THORNBURY — Karell Watkins is putting up numbers that followers of Chester High boys basketball only dreamed were possible in the era of the 3-point field goal.
The sophomore forward is averaging 20.3 points and 12.6 rebounds after erupting for 28 and 23 Friday to lead the Clippers to a 79-48 rout of Glen Mills and — stop us if you’ve heard this, people — sole possession of another Del Val League pennant.
Watkins got 20 points and 13 boards almost without breaking a sweat to stake the Clippers (14-4, 7-0) to a 23-point lead at the intermission Friday.
And the Bulls didn’t go quietly, although they’re not the power they once were, particularly in their building.
“Not too many people are averaging a double-double like our guy is,” Chester coach Keith Taylor said. “I haven’t seen that in a while. And he’s doing it night in and night out.”
The skill apparently is part of Watkins’ DNA, judging by the stardom enjoyed by older brother Keyonte Watkins and Tyran, their uncle. Both are Clippers headliners of years past.
You still don’t want to play HORSE with Keyonte Watkins, who as recently as 2013 possessed a lethal jump shot Karell Watkins called “money.
“It was cash,” Watkins said. “It was like a perfect release every time.”
Tyran Watkins, a 6-8 big, played on the Clippers’ 1994 state championship team and later for iconic coach Fang Mitchell at Coppin State.
“I didn’t get a chance to see him play,” Watkins said. “I heard his stories and yeah, I didn’t believe him at first but then being around the coaches and the staff, they were telling me it’s really true.
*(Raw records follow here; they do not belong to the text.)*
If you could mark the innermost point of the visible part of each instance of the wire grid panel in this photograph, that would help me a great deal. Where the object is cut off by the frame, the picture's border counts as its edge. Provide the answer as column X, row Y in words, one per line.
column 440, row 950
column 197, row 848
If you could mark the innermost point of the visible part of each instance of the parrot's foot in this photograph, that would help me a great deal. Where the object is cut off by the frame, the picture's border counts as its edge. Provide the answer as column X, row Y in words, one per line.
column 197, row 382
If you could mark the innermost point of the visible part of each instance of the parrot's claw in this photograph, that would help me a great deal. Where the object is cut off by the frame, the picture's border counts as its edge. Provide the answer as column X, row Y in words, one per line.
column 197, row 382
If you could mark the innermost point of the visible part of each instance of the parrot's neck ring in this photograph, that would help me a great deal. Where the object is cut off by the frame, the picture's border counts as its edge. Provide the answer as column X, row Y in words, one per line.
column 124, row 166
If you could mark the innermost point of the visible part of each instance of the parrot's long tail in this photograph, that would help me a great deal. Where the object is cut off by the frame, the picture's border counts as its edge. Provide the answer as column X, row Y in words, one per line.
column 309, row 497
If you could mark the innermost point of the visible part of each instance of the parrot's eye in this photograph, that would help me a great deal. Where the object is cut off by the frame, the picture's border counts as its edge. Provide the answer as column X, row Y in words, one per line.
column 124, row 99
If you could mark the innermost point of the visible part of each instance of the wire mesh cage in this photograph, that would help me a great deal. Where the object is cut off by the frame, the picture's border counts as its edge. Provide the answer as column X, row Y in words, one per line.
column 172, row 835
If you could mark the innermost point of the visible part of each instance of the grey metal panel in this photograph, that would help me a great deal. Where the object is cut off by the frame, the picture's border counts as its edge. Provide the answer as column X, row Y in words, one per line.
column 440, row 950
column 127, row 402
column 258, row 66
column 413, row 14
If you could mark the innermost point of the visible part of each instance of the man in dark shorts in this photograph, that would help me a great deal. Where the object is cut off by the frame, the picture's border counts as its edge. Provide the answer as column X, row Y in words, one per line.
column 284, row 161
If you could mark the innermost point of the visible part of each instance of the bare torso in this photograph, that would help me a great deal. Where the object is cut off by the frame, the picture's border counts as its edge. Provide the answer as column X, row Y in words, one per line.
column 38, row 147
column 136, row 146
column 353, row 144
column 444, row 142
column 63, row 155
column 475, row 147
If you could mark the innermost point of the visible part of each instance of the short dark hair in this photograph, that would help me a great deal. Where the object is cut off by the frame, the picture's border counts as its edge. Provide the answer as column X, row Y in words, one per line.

They said he’s a rebounder, he’s athletic and he’s a scholar athlete.
“I look at him now and I’m like, ‘my uncle was an athlete?’”
Let’s just say that Uncle T, if you will, has a more sedentary lifestyle.
Karell, who stands 6-4, is a cross between Keyonte and Tyran. He doesn’t shoot as much as the former yet is deadly accurate. And he hits the boards like his uncle.
Taylor has to remind Watkins he doesn’t have to try to do all the heavy lifting by himself.
“The guy just wants to win,” Taylor said. “He’ll do whatever it takes to get it done. He’s tough at times but he has that mentality that Karon Burton had. Like that killer instinct. Every shot he takes he thinks is going in. … He’s a finisher.”
Taylor chose that comparison for a reason, as Burton was the 2008 Daily Times Player of the Year. If Taylor had a vote this year, you’d know where it would go, no disrespect to Isaiah Wong of Bonner & Prendergast.
“I know Wong is scoring a lot of points,” Taylor said. “But this man is scoring points and rebounding at the same time.”
While that debate rages, the Clippers (15-4, 8-0 Del Val) have a lot of work to do to atone for their second-round loss to eventual state champion Abington Heights in the playoffs last year. Taylor thinks they’re headed in the right direction.
Akeem Taylor, the nephew of the Clippers’ coach, provides scoring and shooting. He nailed a couple of threes on the way to 15 points against the Bulls. Michael Smith added 13 points, Rahmaad DeJarnette nine points to go with tough interior work. All have state tournament experience, along with Watkins.
While the Bulls (5-14, 4-4) won’t be mistaken for Abington Heights, they kept coming at the Clippers, Aaron Thompson powering for 18 points, Jabriel Guinyard for 10. They didn’t back down. And they won’t, per their coach.
“We’re still a young team,” coach Tony Bacon said. “We’re still learning. We’ll never make excuses. We play with who we get and we worry about us more so than the opponent. I don’t want our kids to lose any confidence in themselves. We’ll keep practicing and working and try to get better in our next game.”
The ultimate goal, of course, is of a team nature. The Clippers hope the league crown is a stepping stone.
“That’s one of our goals but not our major goal,” Taylor said. “We’re looking for the state championship. We’ll take it one goal at a time. We clinched the Del Val, now we’re looking for the districts and after the districts, the states. We still have a lot of work to do but they’re receptive to the stuff we need to do.”
Watkins said he’s spoken with his basketball-playing uncle of the opportunity in front of the Clippers. It’s created a sense of urgency proportional to Watkins’ work ethic.
Watkins and the Clippers play like they don’t want to waste any time.
“Stay humble, work together and build our chemistry,” Watkins said. “That’s what we’re trying to do. Coach Taylor is a wonderful coach. He shows us everything step by step. He makes sure we understand everything before we do it.”